READ MORE: “Relationship Innovation” is the new core of change for the hotel and travel industry
23% of APAC traffic to travel and hospitality sites are mobile
Mobile accounted for nearly a quarter (23%) of online traffic in 2021. APAC travellers are clearly happy to browse for holidays and experiences on their smartphones.
In order to win customers, travel brands need to ensure their mobile experience is smooth and logical by using data-driven insights to optimise their mobile sites and apps. Only by understanding their mobile journey and the unique needs of customer segments can brands streamline their travel site’s UX to increase conversion rate and revenue. Take it from the pros: By leveraging user experience insights to optimise its mobile booking experience, a leading hotelier gained a US$95k increase in yearly revenue.
Travellers spend more time researching on desktop
When it comes to time spent browsing, users are more likely to spend longer browsing on a desktop (7.8 minutes per session) compared with mobile (6.2 minutes per session). The same proportion is also reflected in the time spent during a buying session, with users spending up to 40 minutes on desktop compared to 33 minutes on mobile. This indicates that mobile users prefer it short and snappy, while desktop users are willing to spend more time looking for their next adventure.

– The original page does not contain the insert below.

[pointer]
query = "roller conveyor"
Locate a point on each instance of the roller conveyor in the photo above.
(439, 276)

Today’s customer is largely device agnostic, and consumers expect brands to meet them wherever they are and whenever they choose. In order to create standout experiences across channels, brands must understand what customers are trying to achieve and how they want to go about it. From casual mobile browsing sessions and analytical desktop sessions (via everything in between), it is important to tailor customer journeys to the needs of each audience.
READ MORE: Mobile travel apps are growing in APAC as the world embraces travel again
Bounce rates are still high for travel and tourism brands at 47.8%
Over 47% of travel website visitors abandon their journey after viewing just one page. While this is down slightly from 50% in 2020, it is still just under half of the users bouncing after viewing just one page and shows there’s plenty of work to be done by travel brands to create seamless digital experiences that entice customers enough to stick around past page one.
Alongside bounce rate metrics, travel brands should consider analysing the scroll rate and content engagement patterns for bounced visitors to help them further refine high-traffic landing pages to ensure visitors are finding content that is relevant, engaging, and useful. This will help to reduce bounce rates and increase the number of journeys that result in bookings.
To really understand why users are bouncing, travel brands need more insights than their typical analytics tools can provide — they need a holistic view of the entire customer journey and any obstacles along it.
The average conversion rate is still below 1% in the travel and hospitality industry
The average conversion rate is 0.7% for the travel and hospitality industry, with no change from 2020, despite the easing of COVD-19 restrictions globally.
As travel restarts for the APAC region, travel brands will need to optimise their customer journeys to increase the number of people taking the desired action on their sites. Analysing the conversion rate against industry benchmarks can help provide an accurate picture of the brand’s performance against your peers and/or industry trends.
About the Contentsquare report
Contentsquare integrates directly with over 70 leading marketing tools, to provide unique insight into your customers. Using billions of data points from users from all over the world, they developed a report on the changing digital consumer behaviour in the travel and tourism industry.
The report includes insights into where you fall within the travel industry’s competitive landscape. There is also expert analysis and guidance to improve your digital CX and help your brand stand out and strategic data to help you make informed updates to your digital strategy.
The insights from Albert have been edited for brevity.